La poésie est pourtant partout
Je lisais cette semaine sur un blog ami : "un grain de beauté qui dégringole"
Voilà une phrase qui m'émeut. C'est de la poésie. Tout simplement. Aussi beau que des perles de pluie venues de pays où il ne pleut pas.
Et de fil en aiguille, je me suis posé pour la millième fois la question de la sensibilité à la poésie. Et pour la millième fois, je me suis donné la même réponse. Décevante. Attristante.
Non, tout le monde n'est pas sensible à la poésie. Et je ne parle pas seulement de l'académique, pas même seulement de l'écrite. Car celle du quotidien échappe aussi à des esprits bruts, des masses rustres.

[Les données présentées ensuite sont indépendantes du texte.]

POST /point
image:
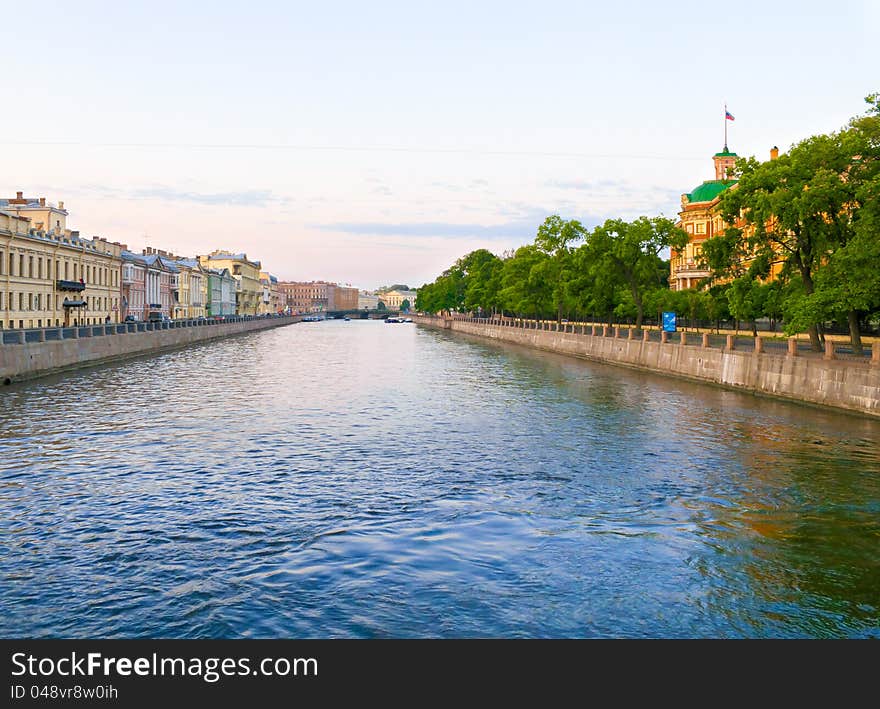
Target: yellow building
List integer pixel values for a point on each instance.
(700, 217)
(249, 290)
(52, 276)
(192, 289)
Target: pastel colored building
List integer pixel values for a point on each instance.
(191, 289)
(134, 286)
(394, 299)
(49, 274)
(161, 282)
(249, 290)
(221, 292)
(368, 301)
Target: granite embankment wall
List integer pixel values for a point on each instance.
(825, 381)
(26, 354)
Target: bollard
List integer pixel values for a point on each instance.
(829, 349)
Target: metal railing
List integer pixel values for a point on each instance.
(785, 347)
(52, 334)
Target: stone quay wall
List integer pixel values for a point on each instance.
(824, 379)
(27, 354)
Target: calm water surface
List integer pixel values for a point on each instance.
(366, 480)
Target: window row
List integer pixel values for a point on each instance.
(22, 265)
(43, 301)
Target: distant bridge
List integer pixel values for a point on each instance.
(362, 314)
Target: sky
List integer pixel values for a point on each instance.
(376, 143)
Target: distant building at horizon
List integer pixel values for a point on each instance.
(394, 299)
(318, 296)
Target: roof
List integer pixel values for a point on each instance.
(12, 215)
(30, 203)
(709, 190)
(227, 256)
(129, 256)
(150, 259)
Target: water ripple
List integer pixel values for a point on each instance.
(359, 480)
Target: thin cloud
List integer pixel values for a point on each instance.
(519, 229)
(164, 193)
(245, 198)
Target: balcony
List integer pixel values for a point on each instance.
(76, 286)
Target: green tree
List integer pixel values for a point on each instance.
(800, 210)
(631, 251)
(524, 288)
(554, 238)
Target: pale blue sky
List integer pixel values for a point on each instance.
(372, 143)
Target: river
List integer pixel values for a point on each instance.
(359, 479)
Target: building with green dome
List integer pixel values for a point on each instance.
(699, 217)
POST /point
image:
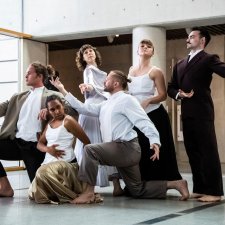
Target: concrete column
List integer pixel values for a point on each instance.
(158, 37)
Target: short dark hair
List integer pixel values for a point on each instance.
(40, 70)
(121, 77)
(203, 33)
(81, 64)
(147, 42)
(52, 98)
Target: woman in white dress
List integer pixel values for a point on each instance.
(148, 86)
(87, 60)
(56, 180)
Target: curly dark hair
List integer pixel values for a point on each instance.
(81, 64)
(203, 33)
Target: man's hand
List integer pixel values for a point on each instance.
(85, 87)
(58, 84)
(43, 114)
(54, 152)
(155, 156)
(183, 94)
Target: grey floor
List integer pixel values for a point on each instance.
(121, 210)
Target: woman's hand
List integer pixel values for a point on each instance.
(145, 103)
(183, 94)
(155, 148)
(43, 114)
(54, 152)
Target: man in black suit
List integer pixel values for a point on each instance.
(190, 83)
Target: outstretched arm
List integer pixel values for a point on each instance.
(159, 81)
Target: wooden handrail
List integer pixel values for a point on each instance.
(14, 33)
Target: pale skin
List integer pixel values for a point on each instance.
(89, 57)
(56, 110)
(145, 52)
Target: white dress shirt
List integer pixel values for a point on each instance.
(118, 115)
(28, 124)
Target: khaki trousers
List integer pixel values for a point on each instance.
(125, 155)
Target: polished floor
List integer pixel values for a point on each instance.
(19, 210)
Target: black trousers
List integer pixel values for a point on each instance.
(201, 147)
(19, 149)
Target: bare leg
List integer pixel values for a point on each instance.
(117, 191)
(181, 186)
(196, 195)
(87, 197)
(210, 198)
(5, 188)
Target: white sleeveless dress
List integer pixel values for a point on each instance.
(63, 139)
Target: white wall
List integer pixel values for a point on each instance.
(88, 18)
(11, 15)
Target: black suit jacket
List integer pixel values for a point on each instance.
(197, 76)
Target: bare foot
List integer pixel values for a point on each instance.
(210, 198)
(181, 186)
(196, 195)
(117, 190)
(85, 198)
(5, 188)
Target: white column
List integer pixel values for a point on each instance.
(158, 37)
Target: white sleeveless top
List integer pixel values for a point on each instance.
(64, 139)
(143, 87)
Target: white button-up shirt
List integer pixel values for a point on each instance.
(118, 115)
(28, 123)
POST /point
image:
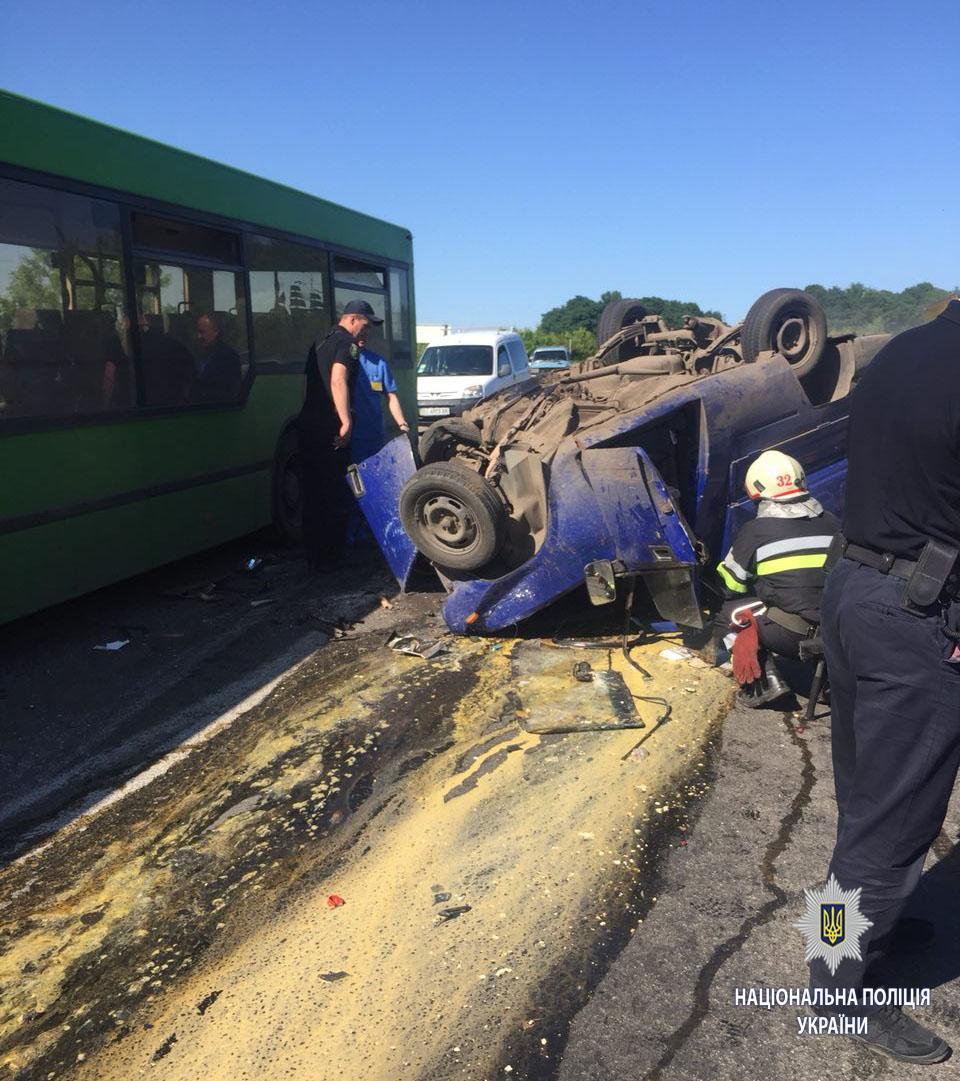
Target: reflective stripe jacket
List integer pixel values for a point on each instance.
(781, 561)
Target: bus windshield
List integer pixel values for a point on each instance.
(456, 360)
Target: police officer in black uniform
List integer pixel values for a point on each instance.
(890, 619)
(324, 427)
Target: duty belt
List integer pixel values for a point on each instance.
(789, 621)
(883, 561)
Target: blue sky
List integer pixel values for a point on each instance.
(691, 149)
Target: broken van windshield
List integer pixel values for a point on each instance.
(456, 360)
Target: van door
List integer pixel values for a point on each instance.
(504, 375)
(518, 359)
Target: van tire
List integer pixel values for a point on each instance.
(616, 316)
(453, 516)
(288, 489)
(789, 322)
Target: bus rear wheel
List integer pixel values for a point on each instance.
(289, 490)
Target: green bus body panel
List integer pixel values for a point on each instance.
(39, 136)
(54, 472)
(163, 485)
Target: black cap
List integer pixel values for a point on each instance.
(361, 308)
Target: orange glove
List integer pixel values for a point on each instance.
(743, 656)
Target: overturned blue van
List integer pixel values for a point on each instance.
(628, 466)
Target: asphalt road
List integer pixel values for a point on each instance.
(202, 636)
(638, 892)
(723, 920)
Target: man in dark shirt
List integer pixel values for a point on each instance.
(220, 371)
(894, 677)
(324, 427)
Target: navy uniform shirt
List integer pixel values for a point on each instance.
(903, 476)
(319, 416)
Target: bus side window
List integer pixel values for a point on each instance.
(62, 305)
(289, 301)
(192, 333)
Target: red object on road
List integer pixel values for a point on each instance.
(743, 656)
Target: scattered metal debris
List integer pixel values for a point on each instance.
(583, 672)
(676, 653)
(207, 1002)
(415, 646)
(451, 913)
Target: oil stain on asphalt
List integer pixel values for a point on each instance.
(194, 932)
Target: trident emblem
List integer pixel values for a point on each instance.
(831, 923)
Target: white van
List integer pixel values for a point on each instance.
(460, 370)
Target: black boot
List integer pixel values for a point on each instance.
(898, 1036)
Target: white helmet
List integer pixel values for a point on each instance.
(775, 476)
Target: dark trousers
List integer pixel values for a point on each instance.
(327, 497)
(895, 704)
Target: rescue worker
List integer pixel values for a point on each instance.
(890, 631)
(776, 565)
(324, 427)
(374, 383)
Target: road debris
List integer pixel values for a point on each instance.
(415, 646)
(451, 913)
(676, 653)
(552, 704)
(207, 1002)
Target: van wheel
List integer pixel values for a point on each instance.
(616, 316)
(439, 442)
(288, 490)
(453, 516)
(789, 322)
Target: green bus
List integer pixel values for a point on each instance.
(156, 310)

Un sourire ou un regard ne sont plus que des dents ou des yeux. Ils ne s'émeuvent pas, ils chialent. Ils ne frissonnent pas, ils ont peur.
La poésie est pourtant partout.
Je l'ai rencontré chez Picard Surgelés. C'est vous dire.
Je suis dehors. Elle est dedans. Elle ressemble à Gelsomina, l'héroïne fellinienne. Elle lit instantanément dans mon regard. Elle le suit, comprend. J'ai souri à sa voisine de queue à la caisse. Cette dernière me répond. Chemin inverse : Gelsomina suit, comprend. Puis, elle coud un fil entre les images photographiées. Elle en fait un film. Elle sait tout. Qui est qui. Qui fait quoi. Elle sait aussi que je sais qu'elle sait. Et je sais qu'elle sait que je sais.
Alors, l'imperceptible sourire au coin droit des lèvres apparait, complice, poétique. Poésie de dix secondes au maximum qui vous tient trois jours en apesanteur.
Peut-être Gelsomina vole-t-elle aussi. On ne sait pas. Car ni elle ni moi n'avons osé troubler le charme de cet échange anonyme et supérieur. Les deux joues rebondies rosirent à peine, comme pour s'excuser de l'intrusion. Mes deux paupières firent la révérence comme pour pardonner l'affront.
La poésie est partout pour les âmes sensibles et nulle part pour les handicapés de l'émotion.